ー 部屋に布置された、あなた自身の存在・あり方ー
Rayです。
先日、部屋を少し片づけたことを書きました。
大きな模様替えをしたわけではありません。
机の上に置いたままだったものを戻す。
床に落ちていた紙を捨てる。
窓を開けて、空気を入れ替える。
本当に、それくらいの小さなことです。
けれど、そのあとで少しだけ、部屋の見え方が変わった気がしました。
部屋というのは、ただ眠る場所でも、荷物を置く場所でもないのかもしれません。
そこには、日々の自分がいます。
疲れて帰ってきた自分。
誰にも見せない顔に戻る自分。
考えすぎて、少し黙っている自分。
明日こそはと思いながら、なかなか動けない自分。
そうした自分の気配が、部屋のあちこちに、静かに置かれている。
つまり部屋には、今の自分の存在のあり方が、知らず知らずのうちに、布置、されているのだと思います。

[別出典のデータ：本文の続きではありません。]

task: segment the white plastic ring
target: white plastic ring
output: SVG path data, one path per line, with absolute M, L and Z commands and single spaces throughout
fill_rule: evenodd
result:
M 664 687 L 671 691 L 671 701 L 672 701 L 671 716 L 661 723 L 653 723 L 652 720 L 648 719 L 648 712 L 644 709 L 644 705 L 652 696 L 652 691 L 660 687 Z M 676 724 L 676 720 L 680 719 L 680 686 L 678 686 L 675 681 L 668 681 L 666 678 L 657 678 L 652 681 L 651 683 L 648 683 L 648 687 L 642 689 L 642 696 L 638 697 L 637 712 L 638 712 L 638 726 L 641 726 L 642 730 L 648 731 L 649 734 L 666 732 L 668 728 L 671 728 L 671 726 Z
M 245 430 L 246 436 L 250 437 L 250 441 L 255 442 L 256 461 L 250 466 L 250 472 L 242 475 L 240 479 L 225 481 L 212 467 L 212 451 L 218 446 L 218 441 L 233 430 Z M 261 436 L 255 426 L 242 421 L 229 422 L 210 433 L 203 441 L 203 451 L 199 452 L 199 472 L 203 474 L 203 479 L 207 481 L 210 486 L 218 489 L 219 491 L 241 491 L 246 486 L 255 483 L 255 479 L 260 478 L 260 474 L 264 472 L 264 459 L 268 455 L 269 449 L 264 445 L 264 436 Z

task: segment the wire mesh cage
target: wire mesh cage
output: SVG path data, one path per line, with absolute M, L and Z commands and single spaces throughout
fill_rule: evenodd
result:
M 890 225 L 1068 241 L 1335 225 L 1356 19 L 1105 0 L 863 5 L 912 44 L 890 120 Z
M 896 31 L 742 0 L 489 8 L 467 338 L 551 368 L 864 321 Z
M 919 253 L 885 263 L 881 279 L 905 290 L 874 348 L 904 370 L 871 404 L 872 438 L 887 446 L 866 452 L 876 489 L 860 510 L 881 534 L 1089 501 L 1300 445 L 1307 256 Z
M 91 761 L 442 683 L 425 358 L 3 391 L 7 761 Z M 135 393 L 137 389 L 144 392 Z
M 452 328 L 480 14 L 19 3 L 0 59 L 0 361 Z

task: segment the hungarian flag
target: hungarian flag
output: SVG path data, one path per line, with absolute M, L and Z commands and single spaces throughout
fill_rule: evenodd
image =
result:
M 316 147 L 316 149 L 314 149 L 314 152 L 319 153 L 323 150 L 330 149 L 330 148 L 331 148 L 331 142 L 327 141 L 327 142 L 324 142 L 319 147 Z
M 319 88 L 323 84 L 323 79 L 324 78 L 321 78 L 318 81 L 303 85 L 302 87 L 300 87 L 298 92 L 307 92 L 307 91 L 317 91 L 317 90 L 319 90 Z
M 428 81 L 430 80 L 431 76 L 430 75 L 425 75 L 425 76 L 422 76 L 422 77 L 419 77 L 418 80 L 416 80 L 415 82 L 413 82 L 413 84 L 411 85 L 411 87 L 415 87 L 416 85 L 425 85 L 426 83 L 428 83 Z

以前、私の師から、シャーマニズム的な世界の見方について教えられたことがあります。
正直に言うと、そのとき私は少し驚きました。
なぜ、そんなことまで知っているのだろう。
どこで、そういう感覚を学んできたのだろう。
そんなふうに思ったのを覚えています。
師が話してくれたことの中で、とくに印象に残っているのは、
場・場所、には力がある、という感覚でした。
それは、特別な聖地だけの話ではありません。
人が何度もそこに立ち、眠り、祈り、悩み、また立ち上がる場所には、その人の存在の痕跡のようなものが宿っていく。
そんな風なことを学び、最初はピンと来てはいなかったものの、
ただ寝るだけだと思っていた自分の部屋、という場所をだんだんと
聖なる場所にしていく、、
そのようのしたほうが、いいんだろうな、、
とそう、思うようになっていきました。
毎日そこに帰ってくる場所。
何かを考える場所。
心がほどける場所。
あるいは、心が少し散らかってしまう場所。
だから、部屋を片づけるということは、単に効率をよくするためだけの行為ではないのだと思います。
もちろん、子どものころは違いました。
「部屋を片づけなさい」と親に言われる。
学校では、整理整頓は決められた役割として教えられる。
大人になってからも、片づけはタイパや生産性のために語られることが多い。
早く動くため。
無駄を減らすため。
仕事ができる人になるため。
それも、たしかに大切なことです。
でも今の私は、もう少し違う感覚で部屋を整えるようになりました。
もっと頑張るためではなく、
もっと効率よく動くためでもなく、
自分が存在している場所を、静かに大切にするため。
部屋を整えることは、そこにいる自分を責めることではありません。
散らかった部屋を見て、
「自分はだめだ」と思うためのものでもありません。
むしろ、そこに置かれたものをひとつずつ見ながら、
「ここまで、よく過ごしてきたね」
と、自分の生活の跡を見つめ直すことに近いのだと思います。
使わなくなったものを手放す。
必要なものを、必要な場所へ戻す。
空気を入れ替える。
少しだけ余白をつくる。
それは、場所をきれいにするというより、
自分が立っている小さな大地を、もう一度調えることなのかもしれません。
「ととのえる」という言葉には、いくつかの表情があります。
整える。
これは、乱れたものを、きちんとした形にすること。
そして、調える。
これは、必要なものをそろえ、調和させ、何かを迎えられる状態にすること。
古い神事のことを思うと、この「調える」という感覚は、とても大切だったのではないかと思います。
神聖なものを迎えるために、場を清める。
供えものを用意する。
心身を落ち着かせる。
目には見えないものに対して、こちら側の場を調えておく。
そう考えると、部屋を片づけることも、少しだけ神事に似ています。
大げさなことではありません。
机の上を拭く。
床のものを拾う。
水を替える。
花を一輪置く。
窓を開ける。
それだけで、部屋の空気は少し変わります。
そして、部屋の空気が変わると、そこにいる自分の呼吸も、少し変わります。
私たちは、何かを「うやまう」という感覚を、少し忘れて久しいのかもしれません。
それは、神様を信じるかどうか。
宗教的であるかどうか。
そういう話の前に、もっと小さなところで始められるもののように思います。
自分が毎日過ごしている場所を、少しだけ大切にすること。
自分が座る椅子を、少しだけ丁寧に扱うこと。
自分が眠る場所に、少しだけやさしい空気を通すこと。
それは、誰かに見せるための立派な行いではありません。
けれど、なくなって久しいと思っていた「うやまう」という感覚は、案外、すぐ目の前から始められるのだと思います。
部屋を整えること。
そして、部屋を調えること。
それは、完璧な暮らしを目指すことではなく、
今ここにいる自分と、その場所に、そっと礼をすることなのかもしれません。